B. İstinaf Sebepleri
Davacı vekili; şartları oluşmadan açılmış belirsiz alacak davasında eksikliğin giderilmesi ve eksik harcın tamamlanması için süre verilmesi gerektiğini, davanın hemen reddedilmesinin usul ve kanuna aykırı olduğunu ileri sürerek, İlk Derece Mahkemesi kararının kaldırılmasını istemiştir.
C. Gerekçe ve Sonuç
Bölge Adliye Mahkemesinin yukarıda tarih ve sayısı belirtilen kararıyla; bono bedeli ve alacak miktarının belirli olup, davacının belirsiz alacak davası olarak maddi tazminat talebinde bulunmasında hukuki yararı bulunmadığını, ne var ki manevi tazminatın talep edilebileceğini, bu durumda icra memurunun kusurunun bulunup bulunmadığının araştırılması gerektiğini, dosya kapsamından bono aslının icra takibi başlatılırken icra kasasına alındığını ancak sonraki aşamalarda alacaklı olan davacı tarafından talep edilmesine rağmen iade edilemediğini, buna göre bono aslının kaybolmasında icra memurunun kusurunun bulunduğunu, bu durumda manevi tazminat şartlarının oluştuğundan bahisle; davacı vekilinin istinaf başvurusunun kabulü ile İlk Derece Mahkemesi hükmü kaldırılarak yeniden esas hakkında hüküm kurulmak suretiyle; davanın maddi tazminat yönünden usulden reddine, manevi tazminat yönünden kısmen kabulüne, 7.000,00 TL manevi tazminatın 03.10.2017 tarihinden itibaren yasal faizi ile birlikte davalıdan tahsiline karar verilmiştir.
V. TEMYİZ
A. Temyiz Yoluna Başvuranlar
Bölge Adliye Mahkemesinin yukarıda belirtilen kararına karşı, süresi içinde taraf vekilleri temyiz isteminde bulunmuştur.
B. Temyiz Sebepleri
Davacı vekili; hukuki menfaat yokluğu nedeniyle davanın reddine karar verilmesinin hatalı olduğunu, eksik harcın tamamlanması için süre verilmeden davanın reddedilmesinin hatalı olduğunu, hükmedilen manevi tazminat miktarının ise çok düşük olduğunu ileri sürerek, kararın bozulmasını talep etmiştir.
C. Gerekçe
1. Uyuşmazlık ve Hukuki Nitelendirme
Uyuşmazlık, 2004 sayılı İcra ve İflas Kanunu'nun (2004 sayılı Kanun) 5 inci maddesi gereğince icra memurunun kusurundan kaynaklanan zararın tazmini istemine ilişkindir.
2. İlgili Hukuk
1. 6100 sayılı Hukuk Muhakemeleri Kanunu'nun (6100 sayılı Kanun) 107 ve 114 üncü maddeleri.

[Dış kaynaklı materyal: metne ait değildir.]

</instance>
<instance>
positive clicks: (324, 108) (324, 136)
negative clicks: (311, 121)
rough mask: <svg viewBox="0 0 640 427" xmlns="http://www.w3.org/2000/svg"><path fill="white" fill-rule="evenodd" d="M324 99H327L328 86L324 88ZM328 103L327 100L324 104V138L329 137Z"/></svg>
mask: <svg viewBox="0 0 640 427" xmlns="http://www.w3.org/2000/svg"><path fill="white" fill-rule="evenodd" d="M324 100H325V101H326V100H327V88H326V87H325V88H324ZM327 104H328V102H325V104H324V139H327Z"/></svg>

2. 2004 sayılı Kanun'un 5 inci maddesi.
3. Değerlendirme
Temyiz olunan kararda belirtilen gerekçeye, dava dilekçesinde ve aşamalarda davacı tarafça dava belirsiz alacak davası olarak nitelendirilmiş ise de, davanın açıldığı tarihte maddi tazminat miktarının tam ve kesin olarak belirlenebilecek olmasına, bu durumda davaya belirsiz alacak davası olarak devam edilmesinde hukuki yarar bulunmamasına göre, davacı vekilinin temyiz itirazlarının reddi ile usul ve kanuna uygun bulunan Bölge Adliye Mahkemesi kararının onanmasına karar vermek gerekmiştir.
VI. KARAR
Açıklanan sebeplerle,
1. Davalı vekilinin temyiz isteminin miktardan REDDİNE,
2. Temyiz olunan, Bölge Adliye Mahkemesi kararının 6100 sayılı Kanun’un 370 inci maddesinin birinci fıkrası uyarınca ONANMASINA,
Aşağıda yazılı bakiye temyiz harcının temyiz eden davacıya yükletilmesine,
Dosyanın İlk Derece Mahkemesine, kararın bir örneğinin Bölge Adliye Mahkemesine gönderilmesine,
06.12.2023 tarihinde oy birliğiyle karar verildi.